Patient Consent Acknowledgement & Agreement
Please read, sign, date, and return this form to Premier Pharmacy Services as soon as possible using the provided self-addressed stamped envelope.
HIPAA Privacy Practices and Release of Medical Records Acknowledgement: You acknowledge that you have received and reviewed a copy of the Notice of Privacy Practices provided by Premier Pharmacy Services in the Patient Welcome Packet and you authorize Premier Pharmacy Services to release of any medical or other information necessary to provide therapy, services, or products. You also request payment of government benefits either to yourself or to the third party who accepts assignments according to the section titled “Assignment of Benefits.”
Patient Rights and Responsibilities Acknowledgement: You acknowledge that you have received and reviewed a copy of Patient Rights and Responsibilities provided by Premier Pharmacy Services in the Patient Welcome Packet.
Enrollment into the Patient Management Program: You acknowledge that you have been enrolled into Premier Pharmacy Services’ Patient Management Program, and understand you may opt-out and any time.
Consent for Professional Services: You are agreeing to receive pharmacy services from Premier Pharmacy Services and our pharmacists and nurses.
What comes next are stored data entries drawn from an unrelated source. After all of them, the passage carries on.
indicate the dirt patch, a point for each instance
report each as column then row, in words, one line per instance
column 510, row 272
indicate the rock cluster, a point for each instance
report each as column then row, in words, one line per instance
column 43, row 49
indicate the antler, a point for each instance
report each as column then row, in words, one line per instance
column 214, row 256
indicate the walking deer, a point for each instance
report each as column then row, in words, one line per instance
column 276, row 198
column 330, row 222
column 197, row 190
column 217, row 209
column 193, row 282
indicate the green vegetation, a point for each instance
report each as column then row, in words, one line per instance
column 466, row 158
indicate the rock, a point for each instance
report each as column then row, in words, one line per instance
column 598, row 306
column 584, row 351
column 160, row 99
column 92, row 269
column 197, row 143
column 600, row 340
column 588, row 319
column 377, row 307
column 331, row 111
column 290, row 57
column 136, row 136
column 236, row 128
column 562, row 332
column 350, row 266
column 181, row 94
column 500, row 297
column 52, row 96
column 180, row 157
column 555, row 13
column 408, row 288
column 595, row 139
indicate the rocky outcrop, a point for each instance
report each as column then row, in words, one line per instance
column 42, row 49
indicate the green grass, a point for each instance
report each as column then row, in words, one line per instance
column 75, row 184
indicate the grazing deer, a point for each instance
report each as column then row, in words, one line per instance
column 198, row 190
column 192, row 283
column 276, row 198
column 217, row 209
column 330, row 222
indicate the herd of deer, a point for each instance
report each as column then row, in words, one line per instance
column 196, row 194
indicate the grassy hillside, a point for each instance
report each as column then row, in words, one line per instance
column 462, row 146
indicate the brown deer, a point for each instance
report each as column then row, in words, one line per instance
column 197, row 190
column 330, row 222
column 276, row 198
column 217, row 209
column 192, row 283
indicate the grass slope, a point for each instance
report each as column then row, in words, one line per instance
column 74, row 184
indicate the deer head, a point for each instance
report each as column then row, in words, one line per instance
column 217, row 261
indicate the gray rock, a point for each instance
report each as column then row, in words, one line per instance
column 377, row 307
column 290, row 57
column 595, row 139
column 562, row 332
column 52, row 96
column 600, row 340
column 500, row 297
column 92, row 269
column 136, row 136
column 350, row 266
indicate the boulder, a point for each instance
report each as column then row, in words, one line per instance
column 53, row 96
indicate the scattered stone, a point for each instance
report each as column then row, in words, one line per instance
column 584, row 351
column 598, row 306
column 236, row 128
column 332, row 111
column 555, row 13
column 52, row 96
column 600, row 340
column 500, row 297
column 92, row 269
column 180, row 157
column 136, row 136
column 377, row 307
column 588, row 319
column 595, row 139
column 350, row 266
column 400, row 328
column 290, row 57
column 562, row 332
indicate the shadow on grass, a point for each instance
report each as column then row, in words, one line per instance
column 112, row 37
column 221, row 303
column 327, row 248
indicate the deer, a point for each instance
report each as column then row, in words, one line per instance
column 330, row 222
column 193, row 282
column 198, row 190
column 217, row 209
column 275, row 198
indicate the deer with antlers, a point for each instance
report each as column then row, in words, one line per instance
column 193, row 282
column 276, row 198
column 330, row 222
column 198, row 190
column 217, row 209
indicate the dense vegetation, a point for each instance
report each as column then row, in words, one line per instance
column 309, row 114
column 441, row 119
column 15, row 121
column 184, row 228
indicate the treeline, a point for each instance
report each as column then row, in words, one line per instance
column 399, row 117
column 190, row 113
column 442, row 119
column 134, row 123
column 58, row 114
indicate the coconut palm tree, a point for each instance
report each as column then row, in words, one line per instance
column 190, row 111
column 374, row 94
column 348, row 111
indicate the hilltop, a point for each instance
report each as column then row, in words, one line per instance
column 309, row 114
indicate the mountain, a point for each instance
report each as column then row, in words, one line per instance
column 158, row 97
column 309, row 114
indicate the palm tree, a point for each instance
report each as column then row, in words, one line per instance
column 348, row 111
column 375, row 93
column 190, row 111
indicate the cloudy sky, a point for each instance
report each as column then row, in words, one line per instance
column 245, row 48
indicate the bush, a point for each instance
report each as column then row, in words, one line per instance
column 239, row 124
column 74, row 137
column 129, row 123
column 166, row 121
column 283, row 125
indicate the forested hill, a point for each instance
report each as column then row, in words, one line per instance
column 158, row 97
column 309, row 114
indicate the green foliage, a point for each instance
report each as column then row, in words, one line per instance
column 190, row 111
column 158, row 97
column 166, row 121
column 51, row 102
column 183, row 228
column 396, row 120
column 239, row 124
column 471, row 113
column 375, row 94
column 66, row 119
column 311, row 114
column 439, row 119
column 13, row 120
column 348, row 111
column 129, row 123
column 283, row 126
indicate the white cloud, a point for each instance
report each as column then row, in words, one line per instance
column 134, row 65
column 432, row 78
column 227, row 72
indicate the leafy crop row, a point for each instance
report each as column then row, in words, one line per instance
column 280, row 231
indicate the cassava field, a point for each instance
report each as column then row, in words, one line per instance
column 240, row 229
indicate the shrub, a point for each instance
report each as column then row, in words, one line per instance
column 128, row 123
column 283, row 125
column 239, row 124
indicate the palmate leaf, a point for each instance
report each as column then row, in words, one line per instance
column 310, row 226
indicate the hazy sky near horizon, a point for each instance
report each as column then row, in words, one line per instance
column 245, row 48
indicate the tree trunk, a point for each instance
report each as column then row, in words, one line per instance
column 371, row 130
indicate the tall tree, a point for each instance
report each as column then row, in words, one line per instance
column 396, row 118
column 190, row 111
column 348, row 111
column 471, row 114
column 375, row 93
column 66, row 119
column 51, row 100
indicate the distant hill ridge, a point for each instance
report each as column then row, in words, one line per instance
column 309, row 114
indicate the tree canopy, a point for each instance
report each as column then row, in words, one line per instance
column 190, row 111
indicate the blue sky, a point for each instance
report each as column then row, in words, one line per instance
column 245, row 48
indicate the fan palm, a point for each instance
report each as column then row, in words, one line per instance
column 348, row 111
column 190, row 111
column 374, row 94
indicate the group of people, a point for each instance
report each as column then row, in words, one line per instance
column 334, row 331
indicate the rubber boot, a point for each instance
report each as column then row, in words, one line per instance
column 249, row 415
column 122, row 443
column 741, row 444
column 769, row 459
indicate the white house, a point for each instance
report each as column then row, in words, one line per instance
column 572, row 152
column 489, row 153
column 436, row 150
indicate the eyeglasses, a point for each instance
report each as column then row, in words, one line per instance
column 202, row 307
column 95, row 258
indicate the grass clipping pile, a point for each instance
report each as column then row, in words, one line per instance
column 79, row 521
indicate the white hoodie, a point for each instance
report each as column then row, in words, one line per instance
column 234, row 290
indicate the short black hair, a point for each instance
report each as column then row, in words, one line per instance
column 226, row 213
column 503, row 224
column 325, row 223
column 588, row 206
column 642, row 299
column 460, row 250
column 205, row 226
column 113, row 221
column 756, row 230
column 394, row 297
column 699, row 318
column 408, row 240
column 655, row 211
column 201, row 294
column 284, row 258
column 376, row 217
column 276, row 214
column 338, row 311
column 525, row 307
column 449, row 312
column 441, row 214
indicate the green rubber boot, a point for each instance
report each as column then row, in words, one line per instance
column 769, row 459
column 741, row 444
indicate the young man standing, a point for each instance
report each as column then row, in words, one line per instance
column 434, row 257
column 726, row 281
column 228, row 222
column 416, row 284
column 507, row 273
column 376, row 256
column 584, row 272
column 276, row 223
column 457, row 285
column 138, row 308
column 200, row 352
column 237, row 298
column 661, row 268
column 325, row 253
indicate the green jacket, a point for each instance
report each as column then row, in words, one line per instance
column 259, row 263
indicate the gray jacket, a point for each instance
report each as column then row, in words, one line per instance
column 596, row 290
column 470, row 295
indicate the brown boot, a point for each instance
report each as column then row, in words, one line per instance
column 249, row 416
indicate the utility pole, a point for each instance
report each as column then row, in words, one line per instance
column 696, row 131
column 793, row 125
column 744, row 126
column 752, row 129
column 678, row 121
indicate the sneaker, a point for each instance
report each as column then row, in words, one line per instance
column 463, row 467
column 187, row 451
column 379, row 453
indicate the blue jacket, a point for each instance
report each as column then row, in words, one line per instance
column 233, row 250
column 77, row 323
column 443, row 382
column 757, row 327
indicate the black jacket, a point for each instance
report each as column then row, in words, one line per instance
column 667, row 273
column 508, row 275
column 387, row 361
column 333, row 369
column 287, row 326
While providing services, you authorize Premier Pharmacy Services to work with your other healthcare providers on your behalf.
Assignment of Benefits: You authorize payment for medication benefits to Premier Pharmacy Services for the therapy, services, and products supplies by Premier Pharmacy Services if the service or product provided are payable under a Medicare or other applicable government or commercial provided benefit.
Financial Responsibility: You understand that if no insurance coverage exists for a product or service or the insurance provider fails to pay, you are financially responsible for the incurred charges.
Consent for Text Messaging Service: You are agreeing to receive text messages sent by Premier Pharmacy Services’ via automated technology to the mobile phone number provided. Message and data rates may apply. You may text STOP to 97595 to opt-out (you will be sent a confirmation message) or call 800-540-4700.
By signing below, you are indicating that Premier Pharmacy Services has provided you the above disclosures, and that you are consenting to receive pharmacy services as a patient from Premier Pharmacy Services.